Carlos Avila Gonzalez and Phillip Robertson, for the Pulitzer Center
Pasto, Colombia

A tour through Colombia's restless south

Two guerilla groups are active in the southern province of Nariño, the Cuban-inspired ELN and the FARC. Colombian Army units have been involved in killings and disappearances of the native Awa people, a community that finds itself caught between the rebels who cross their territory and the U.S.-backed Colombian army. Nariño, the poor but fertile state wedged between Ecuador and the Pacific, has more than its fair share of human rights violations and coca production. Much of Nariño's territory is only accessible by boat. There are only the few roads that connect back to the Pan-American highway.

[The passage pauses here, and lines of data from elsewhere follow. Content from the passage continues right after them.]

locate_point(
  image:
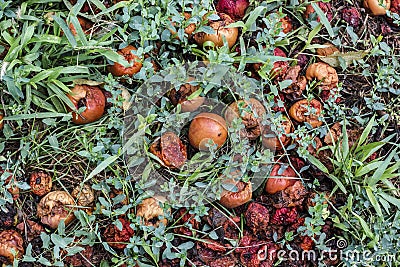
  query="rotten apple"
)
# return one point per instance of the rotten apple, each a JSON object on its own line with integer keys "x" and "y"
{"x": 90, "y": 97}
{"x": 206, "y": 127}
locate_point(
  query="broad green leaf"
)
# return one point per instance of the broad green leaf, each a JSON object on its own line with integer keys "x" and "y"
{"x": 64, "y": 27}
{"x": 364, "y": 226}
{"x": 366, "y": 132}
{"x": 313, "y": 33}
{"x": 378, "y": 174}
{"x": 324, "y": 20}
{"x": 345, "y": 142}
{"x": 79, "y": 31}
{"x": 40, "y": 115}
{"x": 395, "y": 201}
{"x": 367, "y": 168}
{"x": 102, "y": 166}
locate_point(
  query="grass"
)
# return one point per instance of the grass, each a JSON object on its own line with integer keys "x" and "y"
{"x": 359, "y": 196}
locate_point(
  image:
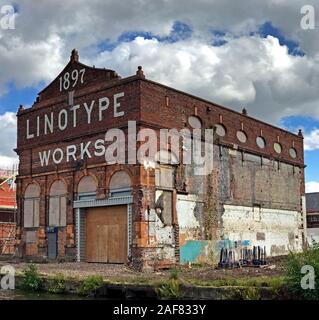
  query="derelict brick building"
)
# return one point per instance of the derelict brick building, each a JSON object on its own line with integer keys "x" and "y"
{"x": 73, "y": 205}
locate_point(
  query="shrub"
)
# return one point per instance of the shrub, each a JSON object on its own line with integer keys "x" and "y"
{"x": 32, "y": 280}
{"x": 174, "y": 273}
{"x": 170, "y": 289}
{"x": 90, "y": 284}
{"x": 57, "y": 284}
{"x": 294, "y": 276}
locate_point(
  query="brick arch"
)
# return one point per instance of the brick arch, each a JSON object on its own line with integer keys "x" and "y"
{"x": 170, "y": 154}
{"x": 58, "y": 187}
{"x": 32, "y": 190}
{"x": 58, "y": 203}
{"x": 87, "y": 183}
{"x": 31, "y": 205}
{"x": 126, "y": 174}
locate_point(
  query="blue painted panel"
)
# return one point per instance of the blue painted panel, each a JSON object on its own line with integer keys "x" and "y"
{"x": 192, "y": 250}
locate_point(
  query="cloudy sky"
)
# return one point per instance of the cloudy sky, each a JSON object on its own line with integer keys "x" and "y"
{"x": 237, "y": 53}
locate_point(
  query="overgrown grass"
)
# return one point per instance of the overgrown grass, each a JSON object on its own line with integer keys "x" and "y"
{"x": 295, "y": 262}
{"x": 170, "y": 288}
{"x": 256, "y": 282}
{"x": 90, "y": 284}
{"x": 57, "y": 284}
{"x": 32, "y": 280}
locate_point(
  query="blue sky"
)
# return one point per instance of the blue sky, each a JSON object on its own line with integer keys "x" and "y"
{"x": 203, "y": 49}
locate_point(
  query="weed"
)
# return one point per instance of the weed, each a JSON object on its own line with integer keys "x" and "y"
{"x": 32, "y": 280}
{"x": 90, "y": 284}
{"x": 170, "y": 289}
{"x": 57, "y": 284}
{"x": 294, "y": 276}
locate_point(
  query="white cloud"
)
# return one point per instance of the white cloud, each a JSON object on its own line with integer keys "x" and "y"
{"x": 249, "y": 71}
{"x": 311, "y": 140}
{"x": 312, "y": 186}
{"x": 8, "y": 134}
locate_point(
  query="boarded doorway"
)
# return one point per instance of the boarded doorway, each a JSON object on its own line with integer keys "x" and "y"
{"x": 106, "y": 234}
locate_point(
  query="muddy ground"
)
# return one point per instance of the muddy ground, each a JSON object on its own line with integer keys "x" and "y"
{"x": 120, "y": 273}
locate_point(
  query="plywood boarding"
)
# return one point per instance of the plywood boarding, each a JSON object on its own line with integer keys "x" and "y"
{"x": 106, "y": 234}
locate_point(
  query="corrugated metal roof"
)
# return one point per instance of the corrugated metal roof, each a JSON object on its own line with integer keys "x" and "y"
{"x": 312, "y": 202}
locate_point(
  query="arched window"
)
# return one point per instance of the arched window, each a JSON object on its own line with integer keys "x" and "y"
{"x": 57, "y": 204}
{"x": 120, "y": 181}
{"x": 293, "y": 153}
{"x": 31, "y": 206}
{"x": 277, "y": 147}
{"x": 261, "y": 142}
{"x": 87, "y": 185}
{"x": 220, "y": 130}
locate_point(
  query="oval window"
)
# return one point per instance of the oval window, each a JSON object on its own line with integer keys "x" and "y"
{"x": 293, "y": 153}
{"x": 261, "y": 143}
{"x": 277, "y": 147}
{"x": 241, "y": 136}
{"x": 220, "y": 130}
{"x": 194, "y": 122}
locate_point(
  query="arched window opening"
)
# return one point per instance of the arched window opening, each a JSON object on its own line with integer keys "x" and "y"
{"x": 31, "y": 206}
{"x": 57, "y": 204}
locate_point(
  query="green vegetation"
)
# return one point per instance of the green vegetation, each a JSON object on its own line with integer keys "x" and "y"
{"x": 90, "y": 284}
{"x": 295, "y": 262}
{"x": 256, "y": 282}
{"x": 174, "y": 273}
{"x": 32, "y": 280}
{"x": 169, "y": 289}
{"x": 57, "y": 284}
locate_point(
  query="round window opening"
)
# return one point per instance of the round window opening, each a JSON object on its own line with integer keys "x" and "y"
{"x": 194, "y": 122}
{"x": 277, "y": 147}
{"x": 220, "y": 130}
{"x": 293, "y": 153}
{"x": 261, "y": 143}
{"x": 241, "y": 136}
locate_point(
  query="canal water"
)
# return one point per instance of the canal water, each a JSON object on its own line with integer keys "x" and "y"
{"x": 26, "y": 295}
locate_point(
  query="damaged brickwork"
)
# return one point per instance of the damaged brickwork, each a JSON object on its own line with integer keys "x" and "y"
{"x": 167, "y": 214}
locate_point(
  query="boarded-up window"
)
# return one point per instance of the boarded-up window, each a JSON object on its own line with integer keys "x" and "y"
{"x": 164, "y": 206}
{"x": 164, "y": 177}
{"x": 31, "y": 206}
{"x": 120, "y": 180}
{"x": 57, "y": 204}
{"x": 87, "y": 185}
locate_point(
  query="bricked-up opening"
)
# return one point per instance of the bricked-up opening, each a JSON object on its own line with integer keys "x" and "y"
{"x": 87, "y": 185}
{"x": 277, "y": 147}
{"x": 31, "y": 206}
{"x": 57, "y": 204}
{"x": 120, "y": 183}
{"x": 220, "y": 130}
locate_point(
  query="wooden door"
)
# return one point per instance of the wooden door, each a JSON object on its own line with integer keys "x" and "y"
{"x": 106, "y": 234}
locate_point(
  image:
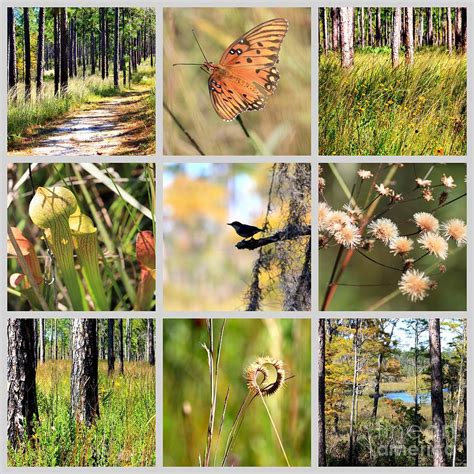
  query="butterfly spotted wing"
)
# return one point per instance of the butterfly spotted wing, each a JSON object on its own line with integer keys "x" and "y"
{"x": 246, "y": 74}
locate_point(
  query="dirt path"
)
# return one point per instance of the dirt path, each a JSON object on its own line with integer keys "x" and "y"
{"x": 113, "y": 126}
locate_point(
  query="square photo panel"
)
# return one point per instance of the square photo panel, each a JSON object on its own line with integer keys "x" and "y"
{"x": 81, "y": 237}
{"x": 237, "y": 237}
{"x": 237, "y": 392}
{"x": 81, "y": 81}
{"x": 393, "y": 81}
{"x": 219, "y": 64}
{"x": 392, "y": 237}
{"x": 81, "y": 393}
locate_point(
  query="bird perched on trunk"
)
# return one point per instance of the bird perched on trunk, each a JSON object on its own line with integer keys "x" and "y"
{"x": 244, "y": 230}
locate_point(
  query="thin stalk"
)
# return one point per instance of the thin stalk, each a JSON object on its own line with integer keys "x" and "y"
{"x": 275, "y": 429}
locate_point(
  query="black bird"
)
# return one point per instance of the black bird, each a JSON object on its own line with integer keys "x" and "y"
{"x": 244, "y": 230}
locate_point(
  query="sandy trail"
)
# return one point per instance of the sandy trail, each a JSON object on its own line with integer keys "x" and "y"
{"x": 102, "y": 130}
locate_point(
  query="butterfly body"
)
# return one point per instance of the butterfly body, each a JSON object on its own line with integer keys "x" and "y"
{"x": 246, "y": 74}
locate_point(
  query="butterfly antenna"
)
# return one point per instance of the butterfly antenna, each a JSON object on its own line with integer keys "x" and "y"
{"x": 197, "y": 41}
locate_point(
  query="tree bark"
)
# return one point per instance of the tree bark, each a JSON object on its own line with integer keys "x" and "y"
{"x": 449, "y": 31}
{"x": 324, "y": 21}
{"x": 11, "y": 33}
{"x": 335, "y": 28}
{"x": 429, "y": 35}
{"x": 110, "y": 346}
{"x": 120, "y": 325}
{"x": 322, "y": 392}
{"x": 128, "y": 339}
{"x": 84, "y": 371}
{"x": 437, "y": 403}
{"x": 378, "y": 27}
{"x": 102, "y": 39}
{"x": 40, "y": 54}
{"x": 27, "y": 47}
{"x": 41, "y": 341}
{"x": 116, "y": 43}
{"x": 409, "y": 47}
{"x": 150, "y": 342}
{"x": 362, "y": 27}
{"x": 64, "y": 50}
{"x": 22, "y": 406}
{"x": 355, "y": 389}
{"x": 397, "y": 23}
{"x": 347, "y": 36}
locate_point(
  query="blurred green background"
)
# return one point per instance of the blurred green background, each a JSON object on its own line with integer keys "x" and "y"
{"x": 283, "y": 127}
{"x": 451, "y": 292}
{"x": 203, "y": 269}
{"x": 186, "y": 391}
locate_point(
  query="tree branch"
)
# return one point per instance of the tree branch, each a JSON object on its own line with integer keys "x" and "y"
{"x": 289, "y": 233}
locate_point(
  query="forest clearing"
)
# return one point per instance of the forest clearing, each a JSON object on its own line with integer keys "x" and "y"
{"x": 392, "y": 81}
{"x": 82, "y": 394}
{"x": 237, "y": 392}
{"x": 94, "y": 88}
{"x": 392, "y": 392}
{"x": 81, "y": 237}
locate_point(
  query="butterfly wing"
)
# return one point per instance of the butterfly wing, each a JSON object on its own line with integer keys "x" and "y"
{"x": 247, "y": 62}
{"x": 258, "y": 48}
{"x": 230, "y": 96}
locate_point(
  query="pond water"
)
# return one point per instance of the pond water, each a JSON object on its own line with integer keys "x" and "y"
{"x": 405, "y": 397}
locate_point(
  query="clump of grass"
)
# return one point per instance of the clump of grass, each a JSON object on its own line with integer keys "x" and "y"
{"x": 124, "y": 435}
{"x": 376, "y": 110}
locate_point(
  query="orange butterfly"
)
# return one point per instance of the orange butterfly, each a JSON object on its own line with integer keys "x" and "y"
{"x": 246, "y": 73}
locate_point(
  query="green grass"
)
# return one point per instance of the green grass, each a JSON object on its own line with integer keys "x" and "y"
{"x": 23, "y": 117}
{"x": 124, "y": 435}
{"x": 375, "y": 110}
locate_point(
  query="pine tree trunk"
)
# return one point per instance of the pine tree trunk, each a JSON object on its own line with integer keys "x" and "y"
{"x": 378, "y": 377}
{"x": 128, "y": 339}
{"x": 362, "y": 27}
{"x": 40, "y": 54}
{"x": 41, "y": 341}
{"x": 347, "y": 36}
{"x": 84, "y": 371}
{"x": 397, "y": 23}
{"x": 27, "y": 47}
{"x": 102, "y": 40}
{"x": 324, "y": 21}
{"x": 116, "y": 43}
{"x": 429, "y": 36}
{"x": 110, "y": 346}
{"x": 437, "y": 403}
{"x": 64, "y": 50}
{"x": 409, "y": 47}
{"x": 335, "y": 28}
{"x": 22, "y": 406}
{"x": 449, "y": 31}
{"x": 11, "y": 32}
{"x": 150, "y": 342}
{"x": 322, "y": 392}
{"x": 371, "y": 30}
{"x": 378, "y": 27}
{"x": 355, "y": 389}
{"x": 120, "y": 325}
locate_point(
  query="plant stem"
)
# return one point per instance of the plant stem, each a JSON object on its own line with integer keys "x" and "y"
{"x": 275, "y": 429}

In another burden to the citizens of Nariño, US spray planes flying out of Tumaco cross the jungle to dump tons of glyphosate defoliant as part of the coca eradication program. It has not slowed the arrival of cocaine in the United States at all, only pushed it from one place to another. Much of the coca production we will find is the work of campesinos who are only a step up from subsistence farmers.

A vast tracery of rivers descends from the Andes mountains to course through thick jungle until it finally empties into warm Pacific to the west. It is perfect terrain for revolutionaries and coca growers because the government cannot control the lengths of the Tapaje and Patia rivers. As Colombian units in their .50 caliber equipped Boston Whalers make their way upriver, a flood of refugees has been arriving downstream in small, poor towns like El Charco, caught between FARC and the Army.

According to the UN High Commission for Refugees, Colombia has the worst internal displacement problem in the Americas and follows somewhere behind Iraq and Sudan. This is why we are headed to Nariño, to see it firsthand. In the language of aid agencies, people who are forced from their homes but do not cross international borders are not refugees, they are IDP's, internally displaced people.

When we land at Pasto's airport at five pm when the light looks as if it is radiating directly from the peaks. The buckled landscape of the cordillera is mountainous like Northern California with tropical forest covered peaks, it is a more mythical version of places I lived when I was kid. Forty-five minutes later, we arrive in Pasto in the shadow of the volcano Galeras.